1014AD is marked by a large ammonium spike (Mike Baillie, New Light on the Black Death) and in the Anglo-Saxon Chronicle, a huge sea flood was responsible for killing many people in England. The latter occurred on September 28th of 1014 – and the Viking colony of Dublin appears to have largely been abandoned in the same year. Now, it would be nice to link the sea flood with the Viking abandonment of Leinster – but according to tradition, Brian Boru, High King of Christian Ireland, defeated the Vikings in April of 1014 – and the survivors fled. They appear to have ended up on the other side of the Irish Sea, in NW England.

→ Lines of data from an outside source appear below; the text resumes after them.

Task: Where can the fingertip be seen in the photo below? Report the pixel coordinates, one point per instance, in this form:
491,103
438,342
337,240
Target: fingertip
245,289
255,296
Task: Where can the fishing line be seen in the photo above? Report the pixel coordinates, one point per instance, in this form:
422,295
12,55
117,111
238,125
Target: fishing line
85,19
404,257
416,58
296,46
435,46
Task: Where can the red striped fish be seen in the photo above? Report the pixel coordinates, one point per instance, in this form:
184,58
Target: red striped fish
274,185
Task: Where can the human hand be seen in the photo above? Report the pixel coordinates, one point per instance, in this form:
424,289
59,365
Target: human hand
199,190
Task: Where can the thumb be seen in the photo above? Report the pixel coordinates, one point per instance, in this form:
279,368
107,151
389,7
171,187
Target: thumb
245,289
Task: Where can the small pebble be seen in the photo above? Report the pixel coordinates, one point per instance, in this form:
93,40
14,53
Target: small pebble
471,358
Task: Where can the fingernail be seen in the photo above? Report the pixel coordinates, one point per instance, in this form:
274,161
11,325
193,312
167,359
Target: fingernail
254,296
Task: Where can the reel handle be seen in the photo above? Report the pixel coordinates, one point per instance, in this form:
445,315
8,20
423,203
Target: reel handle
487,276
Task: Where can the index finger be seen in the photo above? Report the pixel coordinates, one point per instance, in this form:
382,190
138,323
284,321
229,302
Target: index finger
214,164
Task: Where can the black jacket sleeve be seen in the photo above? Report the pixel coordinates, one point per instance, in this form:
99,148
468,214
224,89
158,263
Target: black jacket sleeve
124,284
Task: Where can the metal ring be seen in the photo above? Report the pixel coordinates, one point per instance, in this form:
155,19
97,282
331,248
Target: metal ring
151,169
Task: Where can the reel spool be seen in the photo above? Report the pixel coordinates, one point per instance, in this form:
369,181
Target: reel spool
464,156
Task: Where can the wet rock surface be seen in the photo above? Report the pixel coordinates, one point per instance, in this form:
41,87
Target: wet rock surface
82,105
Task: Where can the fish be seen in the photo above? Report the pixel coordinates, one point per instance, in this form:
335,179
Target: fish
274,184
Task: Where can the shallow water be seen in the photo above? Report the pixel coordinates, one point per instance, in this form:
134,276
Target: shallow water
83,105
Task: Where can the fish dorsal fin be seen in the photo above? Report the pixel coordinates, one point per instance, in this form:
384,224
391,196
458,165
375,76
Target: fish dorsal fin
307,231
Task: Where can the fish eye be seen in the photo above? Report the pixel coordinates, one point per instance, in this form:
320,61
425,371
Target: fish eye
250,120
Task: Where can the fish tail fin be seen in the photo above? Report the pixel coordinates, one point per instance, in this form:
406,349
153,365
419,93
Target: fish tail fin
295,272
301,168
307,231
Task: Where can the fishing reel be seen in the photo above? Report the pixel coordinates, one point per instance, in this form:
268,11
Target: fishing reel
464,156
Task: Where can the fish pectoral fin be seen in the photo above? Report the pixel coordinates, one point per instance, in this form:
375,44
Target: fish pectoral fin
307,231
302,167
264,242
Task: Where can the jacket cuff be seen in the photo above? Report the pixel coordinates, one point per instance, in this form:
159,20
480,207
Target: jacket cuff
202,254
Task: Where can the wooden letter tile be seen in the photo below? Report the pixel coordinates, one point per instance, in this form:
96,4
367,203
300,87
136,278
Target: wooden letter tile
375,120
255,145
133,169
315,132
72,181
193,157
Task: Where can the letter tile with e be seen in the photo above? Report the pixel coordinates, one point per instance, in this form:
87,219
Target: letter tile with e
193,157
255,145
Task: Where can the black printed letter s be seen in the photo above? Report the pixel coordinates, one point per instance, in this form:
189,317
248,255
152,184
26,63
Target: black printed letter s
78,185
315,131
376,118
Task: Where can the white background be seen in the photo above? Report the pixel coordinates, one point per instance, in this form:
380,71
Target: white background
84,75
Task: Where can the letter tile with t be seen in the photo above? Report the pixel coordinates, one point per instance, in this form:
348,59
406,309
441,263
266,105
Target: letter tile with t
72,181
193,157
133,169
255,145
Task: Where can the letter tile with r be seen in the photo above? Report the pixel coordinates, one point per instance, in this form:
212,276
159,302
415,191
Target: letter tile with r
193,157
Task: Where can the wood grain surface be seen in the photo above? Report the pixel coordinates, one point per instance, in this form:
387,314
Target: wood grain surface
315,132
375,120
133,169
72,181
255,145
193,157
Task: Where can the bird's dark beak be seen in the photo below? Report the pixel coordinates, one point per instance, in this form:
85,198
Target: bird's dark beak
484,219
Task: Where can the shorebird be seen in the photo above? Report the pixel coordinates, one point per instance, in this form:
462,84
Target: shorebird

Chris Catling, in Current World Archaeology 66 (August, 2014) page 64 (available in WH Smith's)(see also www.world-archaeology.com) says there was a fashion for overblown adventure stories in the 15th and 16th centuries, such as Zarco's tale of the Portuguese colonisation of Madiera. It seems that the Vikings had arrived long before them (quoting an article in Proceedings of the Royal Society B, summer of 2014). Not only that there is good evidence that corsairs and other North African sailors had been to Madiera before the Portuguese – and even earlier, the Greeks and the Romans. Such adventure stories often owed a great deal to Homer's Odyssey and the Iliad – and cites Hakluyt's Voyages as a prime example. However, according to a Cambridge academic, Dr Mairie Ni Mhaunaigh, the use of Homer goes back even earlier. She has shown, it is claimed, the standard account of the battle of Clontarf, 'Cogadh Gaelhal re Gallaibh' (The War of the Irish against the Foreigners) is largely a rewrite of Homer's account of the Trojan War. The Irish, under Brian Boru, fought against the Dublin based Vikings and their allies, the king and people of Leinster, and basically, sent them packing. It is alleged the parallels in imagery, terminology and the action, was not due to plagiarism, as such, but the idea was to include Ireland in a great literary tradition with roots in the Classical world. Catling adds – perhaps this is why archaeologists have never found any physical evidence for the Battle of Clontarf. It was basically a story – and that is a warning to those who seek to interpret archaeology through the lens of historical narrative. The latter can be distorted.

However, the fact is that the Vikings did largely abandon the Dublin foothold they had created. If the battle is exaggerated and then the sea flood may after all have been responsible. Something to think about.